La grandeur de ce film tient au fait qu’il ne tente pas de faire passer un "message" irénique sur le respect mutuel entre religions. A aucun moment ne nous est imposé un discours édifiant ; au contraire, le film montre qu’une telle entente, entre personnes de nationalités, de cultures et de religions différentes, ne peut être rendue possible que par des actes, et non par des mots. Et davantage par un engagement continu dans le quotidien que par une quelconque action d’éclat isolée. C’est ainsi que l’ensemble du film, jusqu’à l’enlèvement final, est scandé par  de courtes séquences qui présentent les tâches quotidiennes des moines, notamment le travail de la terre et les chants de prière, sans aucun enjeu narratif particulier, aucun commentaire superflu.

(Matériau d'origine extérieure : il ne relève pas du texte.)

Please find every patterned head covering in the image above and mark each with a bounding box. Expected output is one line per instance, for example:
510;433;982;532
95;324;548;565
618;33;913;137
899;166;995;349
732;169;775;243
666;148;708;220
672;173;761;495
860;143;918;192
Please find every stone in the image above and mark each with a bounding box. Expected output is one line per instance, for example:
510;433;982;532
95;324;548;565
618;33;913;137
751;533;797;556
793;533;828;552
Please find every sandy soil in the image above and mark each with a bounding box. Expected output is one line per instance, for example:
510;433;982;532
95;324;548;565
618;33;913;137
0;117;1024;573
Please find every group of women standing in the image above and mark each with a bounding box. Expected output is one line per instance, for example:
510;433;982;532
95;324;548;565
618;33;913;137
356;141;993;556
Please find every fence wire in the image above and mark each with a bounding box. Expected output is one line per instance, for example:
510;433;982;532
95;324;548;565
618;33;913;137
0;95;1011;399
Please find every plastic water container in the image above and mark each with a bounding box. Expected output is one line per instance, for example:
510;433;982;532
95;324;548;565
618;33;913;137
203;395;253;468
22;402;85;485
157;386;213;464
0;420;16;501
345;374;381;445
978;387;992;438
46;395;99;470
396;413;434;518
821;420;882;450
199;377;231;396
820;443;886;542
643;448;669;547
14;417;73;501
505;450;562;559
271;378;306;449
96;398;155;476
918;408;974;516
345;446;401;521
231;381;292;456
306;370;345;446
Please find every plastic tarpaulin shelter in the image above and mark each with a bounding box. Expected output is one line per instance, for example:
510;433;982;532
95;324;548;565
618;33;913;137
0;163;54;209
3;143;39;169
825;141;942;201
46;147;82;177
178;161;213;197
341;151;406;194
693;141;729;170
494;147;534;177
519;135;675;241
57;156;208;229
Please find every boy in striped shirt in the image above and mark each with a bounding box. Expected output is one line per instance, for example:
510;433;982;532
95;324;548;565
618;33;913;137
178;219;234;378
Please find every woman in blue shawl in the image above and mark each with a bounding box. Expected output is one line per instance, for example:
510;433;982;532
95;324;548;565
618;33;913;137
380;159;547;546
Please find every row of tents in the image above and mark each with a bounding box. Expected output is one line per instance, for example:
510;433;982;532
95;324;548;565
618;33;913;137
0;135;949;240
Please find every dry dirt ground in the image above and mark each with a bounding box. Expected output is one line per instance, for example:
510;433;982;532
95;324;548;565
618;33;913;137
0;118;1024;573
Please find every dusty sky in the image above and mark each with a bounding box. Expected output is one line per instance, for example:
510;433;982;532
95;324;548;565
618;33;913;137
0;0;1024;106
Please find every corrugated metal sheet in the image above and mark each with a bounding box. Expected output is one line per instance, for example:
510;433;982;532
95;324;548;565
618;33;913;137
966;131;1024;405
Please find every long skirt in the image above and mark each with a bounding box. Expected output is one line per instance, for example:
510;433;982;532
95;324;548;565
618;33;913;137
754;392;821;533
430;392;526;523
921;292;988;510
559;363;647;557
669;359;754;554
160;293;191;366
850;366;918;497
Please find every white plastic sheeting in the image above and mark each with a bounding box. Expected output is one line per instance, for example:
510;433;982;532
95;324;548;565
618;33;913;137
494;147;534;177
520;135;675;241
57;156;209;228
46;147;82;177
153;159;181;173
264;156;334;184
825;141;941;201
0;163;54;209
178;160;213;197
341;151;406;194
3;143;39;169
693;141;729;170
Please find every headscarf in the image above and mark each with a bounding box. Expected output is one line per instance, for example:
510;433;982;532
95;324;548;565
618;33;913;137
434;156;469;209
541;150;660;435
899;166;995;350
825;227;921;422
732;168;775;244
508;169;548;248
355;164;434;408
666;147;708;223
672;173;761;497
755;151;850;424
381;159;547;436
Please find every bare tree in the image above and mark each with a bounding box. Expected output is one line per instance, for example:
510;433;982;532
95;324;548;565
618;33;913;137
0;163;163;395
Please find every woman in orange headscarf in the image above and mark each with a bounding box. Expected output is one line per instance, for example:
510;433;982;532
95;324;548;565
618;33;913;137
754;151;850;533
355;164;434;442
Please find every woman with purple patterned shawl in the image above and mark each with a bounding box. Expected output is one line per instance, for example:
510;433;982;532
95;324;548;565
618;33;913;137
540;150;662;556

La parole trouve en effet dans le film une puissance singulière, précisément parce qu’elle n’est pas gaspillée. Ainsi, lors de la confrontation entre le responsable du monastère (Lambert Wilson) et le chef d’une bande d’islamistes (Farid Larbi), la sobriété de la mise en scène (une série de champs – contrechamps en plans rapprochés) donne tout son poids à la citation du Coran qu’ils se "partagent", chacun en récitant une moitié dans sa langue.

Les longs discours, quant à eux, sont réservés aux représentants de l’autorité : on notera celui du commissaire enjoignant aux moines de partir, car il résume remarquablement toutes les facettes de la tragédie algérienne contemporaine, des conséquences de la colonisation à l’immaturité politique du pays qui en découle. Prenant le parti de suivre constamment les moines, le film fait intervenir chacune des parties en présence auxquelles ces derniers sont confrontés : les habitants du village, les forces de police, les terroristes et milices armées. A partir de quelques séquences très sobres, il fournit ainsi une vue remarquablement complète de la complexité de la situation en Algérie. 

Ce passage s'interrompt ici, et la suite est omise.